Добавить в цитаты Настройки чтения

Страница 80 из 92

И внезапно я сам начал задыхаться. Ее руки тянули меня вниз, губы засасывали, ее тело влекло в тесную, кромешную тьму, где нет ни воздуха, ни света, ни дыхания, ни голоса бодрствующего духа. Могила в могиле. Страх вонзился в мой мозг, подобно раскаленному добела клинку. Я открыл глаза — и не увидел ничего, кроме бешено вращающихся огней и тени дерева, чьи шипы терзали меня, как копья. Что-то жуткое вцепилось мне в лицо. Тень боярышника разрослась и затрепетала, передо мной разверзлось устье пещеры и стены ее надвинулись, погребая меня под собой. Я рванулся, оттолкнул ее и откатился в сторону, вспотев от страха и стыда.

— В чем дело?

Голос ее звучал глухо. Она водила руками в воздухе, пытаясь нащупать меня.

— Извини, Кери. Извини.

— Ты о чем? Что случилось? — Она повернула ко мне лицо, полускрытое разметавшимися золотыми волосами. Глаза у нее были полуприкрыты и затуманены. Она потянулась ко мне. — Ну, что ты? Иди сюда. Все в порядке. Я покажу тебе. Просто иди сюда.

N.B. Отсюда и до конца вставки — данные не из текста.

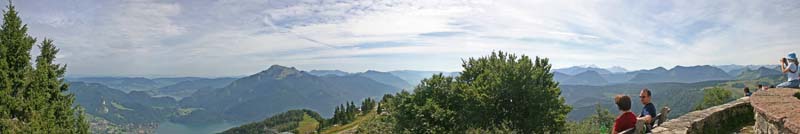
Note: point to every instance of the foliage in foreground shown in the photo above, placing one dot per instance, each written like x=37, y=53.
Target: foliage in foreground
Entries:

— Нет, — Я попытался мягко отвести ее руки, но весь дрожал, и жест получился неуклюжим, — Нет, Кери. Оставь меня. Нет.

— В чем дело? — Она открыла глаза и приподнялась на локте, — Послушай, похоже, ты этим никогда раньше не занимался! Правда ведь? Да?

Я ничего не ответил.

Она рассмеялась, но смех вышел резким и пронзительным. Она снова перекатилась на спину и протянула мне руки.

— Ну ничего. Научишься. Ведь научишься же? Ты ведь мужчина, в конце концов! По крайней мере, я думала, что ты мужчина…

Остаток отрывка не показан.